Eu não posso fazer nada... SERÁ?

por 18:12 0 comentários


Eu tenho um filho de quase três anos. Ele me acorda com um "mondia", me pede o "mamá" (que já vem no copinho, mas o nome carinhoso persiste), e corre para me mostrar que todos os brinquedos amanheceram no mesmo lugar em que estavam quando anoiteceu. Ele pede desculpas quando não fez absolutamente nada, apenas para ganhar beijo. Ele adora o Buzz "Laitias" e "Masha e o Urso". Ele adora pular em cima do sofá e se esconder (com os pés visíveis) atrás da cortina... Se ninguém percebe, ele mesmo dá a dica dizendo "cadê o Menício?", e treme dando risadinhas enquanto estamos procurando sem sucesso. Ele ainda dorme abraçado a uma manta com cabeça de elefantinho. Ele odeia quando a calça sobe até os joelhos, e odeia quando elas encurtam de repente (o que tem acontecido com uma enorme frequência). Ele adora fazer círculos no papel, ele adora se agarrar com os braços e as pernas às minhas pernas e gritar "peguei a perna!", e vibra quando eu caminho com ele agarrado assim... Ele entra na cozinha e fica pensando no que quer comer, ele conta os gizes de cera até treze, e então conta todos os outros como treze, também... Ele faz birra, ele dorme no carro em trajetos longos, ele insiste em cutucar o nariz, e se esconde atrás da porta para fazê-lo quando eu reclamo. Ele faz tudo o que uma criança de três anos costuma fazer.

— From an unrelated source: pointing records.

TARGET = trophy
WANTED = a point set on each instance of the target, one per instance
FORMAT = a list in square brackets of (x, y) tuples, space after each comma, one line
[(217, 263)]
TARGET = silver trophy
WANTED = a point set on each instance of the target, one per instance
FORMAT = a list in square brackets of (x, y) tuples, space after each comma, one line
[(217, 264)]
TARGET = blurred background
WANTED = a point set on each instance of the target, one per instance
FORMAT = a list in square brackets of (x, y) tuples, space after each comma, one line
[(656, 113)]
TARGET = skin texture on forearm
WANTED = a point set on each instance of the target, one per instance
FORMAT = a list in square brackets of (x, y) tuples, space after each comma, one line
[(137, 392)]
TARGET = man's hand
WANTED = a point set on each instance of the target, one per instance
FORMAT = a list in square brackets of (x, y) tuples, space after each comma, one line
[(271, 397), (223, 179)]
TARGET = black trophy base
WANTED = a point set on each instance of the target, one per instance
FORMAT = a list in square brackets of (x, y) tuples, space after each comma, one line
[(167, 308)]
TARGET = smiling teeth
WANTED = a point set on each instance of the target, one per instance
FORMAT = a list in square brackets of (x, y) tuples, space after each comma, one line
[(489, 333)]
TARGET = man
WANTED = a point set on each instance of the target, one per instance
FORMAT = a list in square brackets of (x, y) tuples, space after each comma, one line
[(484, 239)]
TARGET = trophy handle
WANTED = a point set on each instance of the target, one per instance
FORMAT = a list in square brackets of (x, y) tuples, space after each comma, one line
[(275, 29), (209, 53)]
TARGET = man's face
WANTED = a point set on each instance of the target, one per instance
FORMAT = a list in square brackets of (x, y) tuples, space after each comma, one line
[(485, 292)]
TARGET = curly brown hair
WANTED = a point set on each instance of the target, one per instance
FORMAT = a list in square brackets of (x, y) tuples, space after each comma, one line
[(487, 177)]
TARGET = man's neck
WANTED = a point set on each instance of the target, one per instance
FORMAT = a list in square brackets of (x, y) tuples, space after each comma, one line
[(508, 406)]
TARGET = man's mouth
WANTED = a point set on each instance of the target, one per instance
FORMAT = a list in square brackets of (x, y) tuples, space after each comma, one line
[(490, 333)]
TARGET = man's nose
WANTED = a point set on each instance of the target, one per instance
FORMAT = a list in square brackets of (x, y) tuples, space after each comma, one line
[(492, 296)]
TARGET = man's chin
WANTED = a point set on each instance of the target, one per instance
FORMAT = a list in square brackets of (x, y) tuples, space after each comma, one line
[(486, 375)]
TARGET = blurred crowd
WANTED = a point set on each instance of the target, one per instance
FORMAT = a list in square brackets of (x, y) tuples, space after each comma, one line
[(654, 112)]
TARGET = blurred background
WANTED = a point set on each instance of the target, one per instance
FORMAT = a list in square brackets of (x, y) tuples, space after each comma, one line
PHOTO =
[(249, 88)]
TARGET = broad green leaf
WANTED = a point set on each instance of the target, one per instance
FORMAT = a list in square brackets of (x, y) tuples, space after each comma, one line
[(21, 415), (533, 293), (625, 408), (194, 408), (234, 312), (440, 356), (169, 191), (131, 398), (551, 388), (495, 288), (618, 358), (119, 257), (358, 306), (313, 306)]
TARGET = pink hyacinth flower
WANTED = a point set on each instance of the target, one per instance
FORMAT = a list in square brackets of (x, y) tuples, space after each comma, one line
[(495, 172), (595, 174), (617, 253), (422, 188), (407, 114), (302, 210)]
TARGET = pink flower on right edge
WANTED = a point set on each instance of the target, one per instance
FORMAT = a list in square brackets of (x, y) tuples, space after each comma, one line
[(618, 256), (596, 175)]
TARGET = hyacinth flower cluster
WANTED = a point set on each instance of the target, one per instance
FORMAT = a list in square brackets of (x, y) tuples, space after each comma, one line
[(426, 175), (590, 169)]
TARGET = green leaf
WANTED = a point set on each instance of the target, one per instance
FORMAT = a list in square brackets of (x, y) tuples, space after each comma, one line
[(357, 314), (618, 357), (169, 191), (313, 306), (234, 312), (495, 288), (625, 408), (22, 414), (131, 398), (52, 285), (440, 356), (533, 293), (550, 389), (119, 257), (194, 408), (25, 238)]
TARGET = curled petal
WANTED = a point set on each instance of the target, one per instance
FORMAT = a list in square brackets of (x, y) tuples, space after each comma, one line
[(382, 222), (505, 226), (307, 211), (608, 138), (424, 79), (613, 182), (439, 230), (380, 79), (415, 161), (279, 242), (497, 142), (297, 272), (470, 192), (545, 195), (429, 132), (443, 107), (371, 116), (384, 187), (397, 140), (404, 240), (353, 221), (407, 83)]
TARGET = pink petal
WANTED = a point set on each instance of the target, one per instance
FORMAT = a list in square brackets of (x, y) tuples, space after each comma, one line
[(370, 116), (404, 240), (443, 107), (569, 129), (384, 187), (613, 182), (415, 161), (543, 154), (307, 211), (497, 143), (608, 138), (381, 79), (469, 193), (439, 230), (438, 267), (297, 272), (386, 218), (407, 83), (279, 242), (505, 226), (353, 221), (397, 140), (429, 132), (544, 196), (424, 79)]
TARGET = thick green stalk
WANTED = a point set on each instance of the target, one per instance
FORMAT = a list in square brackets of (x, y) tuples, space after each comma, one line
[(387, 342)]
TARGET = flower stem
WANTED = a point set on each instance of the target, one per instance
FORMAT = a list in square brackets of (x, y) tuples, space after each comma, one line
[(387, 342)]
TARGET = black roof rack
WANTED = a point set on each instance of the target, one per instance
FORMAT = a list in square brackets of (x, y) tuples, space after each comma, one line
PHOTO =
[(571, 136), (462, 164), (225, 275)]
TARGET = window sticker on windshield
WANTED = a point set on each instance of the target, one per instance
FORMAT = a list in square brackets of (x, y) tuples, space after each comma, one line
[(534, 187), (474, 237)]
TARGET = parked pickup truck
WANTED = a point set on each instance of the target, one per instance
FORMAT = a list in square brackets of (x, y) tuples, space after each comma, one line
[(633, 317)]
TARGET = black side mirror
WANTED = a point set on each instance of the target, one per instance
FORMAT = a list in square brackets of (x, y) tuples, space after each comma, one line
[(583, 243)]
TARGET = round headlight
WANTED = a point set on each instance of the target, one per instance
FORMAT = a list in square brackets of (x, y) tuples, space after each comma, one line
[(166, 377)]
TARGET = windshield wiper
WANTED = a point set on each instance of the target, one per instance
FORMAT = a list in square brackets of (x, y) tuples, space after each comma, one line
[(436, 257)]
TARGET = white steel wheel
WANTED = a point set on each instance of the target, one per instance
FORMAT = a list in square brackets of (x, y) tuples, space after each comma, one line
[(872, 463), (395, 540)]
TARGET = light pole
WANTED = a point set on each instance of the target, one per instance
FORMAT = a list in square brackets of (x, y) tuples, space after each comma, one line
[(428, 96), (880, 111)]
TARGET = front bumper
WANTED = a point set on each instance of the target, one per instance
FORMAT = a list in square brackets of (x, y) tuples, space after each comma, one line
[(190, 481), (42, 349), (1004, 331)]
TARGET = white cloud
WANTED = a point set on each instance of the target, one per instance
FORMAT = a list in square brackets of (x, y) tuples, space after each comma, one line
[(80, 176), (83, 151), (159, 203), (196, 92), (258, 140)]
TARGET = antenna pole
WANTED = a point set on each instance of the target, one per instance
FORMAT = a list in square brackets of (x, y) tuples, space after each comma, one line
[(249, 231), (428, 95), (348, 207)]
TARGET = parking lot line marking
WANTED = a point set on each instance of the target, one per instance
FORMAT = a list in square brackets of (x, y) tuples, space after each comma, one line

Tenho certeza de que a imagem acima chocou inclusive quem não tem uma criança de três anos por perto. Mas provocou arrepios em quem tem ou teve. Porque representa tudo que uma criança de três anos não poderia estar fazendo.

Nessas horas de comoção geral, eu gosto de ler o que dizem os racionais... É duro, mas sou o tipo de pessoa que faz questão de ouvir o outro lado. Então li um pequeno texto sobre como o Estado Islâmico "planta" pessoas na Europa como refugiados, e que a cautela se justificaria. Esse foi o único argumento "avesso" que encontrei. Vou adiante, então.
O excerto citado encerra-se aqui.